A Python Script node containing the following code generates the problem:

import knime.scripting.io as knio

df = knio.input_tables[0].to_pandas()

# Applying operations to dataFrames generates an unsupported operand error.
df["Difference"] = df["Start_Timestamp"] - df["End_Timestamp"]

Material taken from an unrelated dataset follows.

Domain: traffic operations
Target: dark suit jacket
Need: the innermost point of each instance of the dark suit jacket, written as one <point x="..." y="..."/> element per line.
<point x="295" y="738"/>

knio.output_tables[0] = knio.Table.from_pandas(df)

The generated error is:

Executing the Python script failed: Traceback (most recent call last):
  File "<string>", line 6, in <module>
  File "D:\mambaforge\envs\knime_py\lib\site-packages\pandas\core\ops\common.py", line 70, in new_method
    return method(self, other)
  File "D:\mambaforge\envs\knime_py\lib\site-packages\pandas\core\arraylike.py", line 108, in __sub__
    return self._arith_method(other, operator.sub)
  File "D:\mambaforge\envs\knime_py\lib\site-packages\pandas\core\series.py", line 5639, in _arith_method
    return base.IndexOpsMixin._arith_method(self, other, op)
  File "D:\mambaforge\envs\knime_py\lib\site-packages\pandas\core\base.py", line 1295, in _arith_method
    result = ops.arithmetic_op(lvalues, rvalues, op)
  File "D:\mambaforge\envs\knime_py\lib\site-packages\pandas\core\ops\array_ops.py", line 216, in arithmetic_op
    res_values = op(left, right)
TypeError: unsupported operand type(s) for -: 'KnimePandasExtensionArray' and 'KnimePandasExtensionArray'

DiaAzul
LinkedIn | Medium | GitHub

Hi @DiaAzul,

Thank you so much for the detailed report and simple reproducing example!

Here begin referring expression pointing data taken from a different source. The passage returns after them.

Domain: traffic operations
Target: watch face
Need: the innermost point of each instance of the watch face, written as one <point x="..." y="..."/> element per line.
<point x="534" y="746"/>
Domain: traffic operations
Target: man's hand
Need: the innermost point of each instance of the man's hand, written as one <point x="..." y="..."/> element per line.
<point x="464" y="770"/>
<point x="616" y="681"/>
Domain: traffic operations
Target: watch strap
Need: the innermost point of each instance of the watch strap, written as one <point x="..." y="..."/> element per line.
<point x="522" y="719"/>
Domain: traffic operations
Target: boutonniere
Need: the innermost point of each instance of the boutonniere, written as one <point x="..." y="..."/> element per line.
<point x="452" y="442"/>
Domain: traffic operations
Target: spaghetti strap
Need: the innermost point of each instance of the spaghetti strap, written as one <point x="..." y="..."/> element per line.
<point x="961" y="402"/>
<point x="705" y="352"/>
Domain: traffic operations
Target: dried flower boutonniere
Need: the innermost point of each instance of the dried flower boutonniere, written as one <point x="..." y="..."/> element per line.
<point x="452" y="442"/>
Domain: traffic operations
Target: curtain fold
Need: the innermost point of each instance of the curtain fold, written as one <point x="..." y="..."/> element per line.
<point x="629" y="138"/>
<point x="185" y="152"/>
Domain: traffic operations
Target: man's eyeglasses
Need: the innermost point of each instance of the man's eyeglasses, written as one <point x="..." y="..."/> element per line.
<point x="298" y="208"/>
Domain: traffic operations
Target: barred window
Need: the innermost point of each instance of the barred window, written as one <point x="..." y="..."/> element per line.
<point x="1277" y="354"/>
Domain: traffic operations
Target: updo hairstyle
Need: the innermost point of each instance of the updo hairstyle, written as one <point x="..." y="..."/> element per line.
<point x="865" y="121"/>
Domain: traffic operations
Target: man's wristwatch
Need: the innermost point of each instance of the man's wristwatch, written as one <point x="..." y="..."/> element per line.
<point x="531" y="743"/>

We are aware of the missing operators and have a development ticket for that already (internal reference AP-19182). We hope to address this soon, but I cannot promise a fix date unfortunately :confused: Sorry about that.

In your example you could convert the columns from KnimePandasExtensionArray to non-KNIME types (e.g. using pandas.to_datetime), perform the subtraction, and then store the result in the table. But I guess for your pm4py usecase that would be more difficult?

Best,
Carsten

2 Likes

Thanks @carstenhaubold

The code is in the pm4py library and I don’t relish the idea of digging through it all to fix every little problem that comes up. Will wait for your ticket to get implemented.

Many thanks
DiaAzul

2 Likes

This topic was automatically closed 7 days after the last reply. New replies are no longer allowed.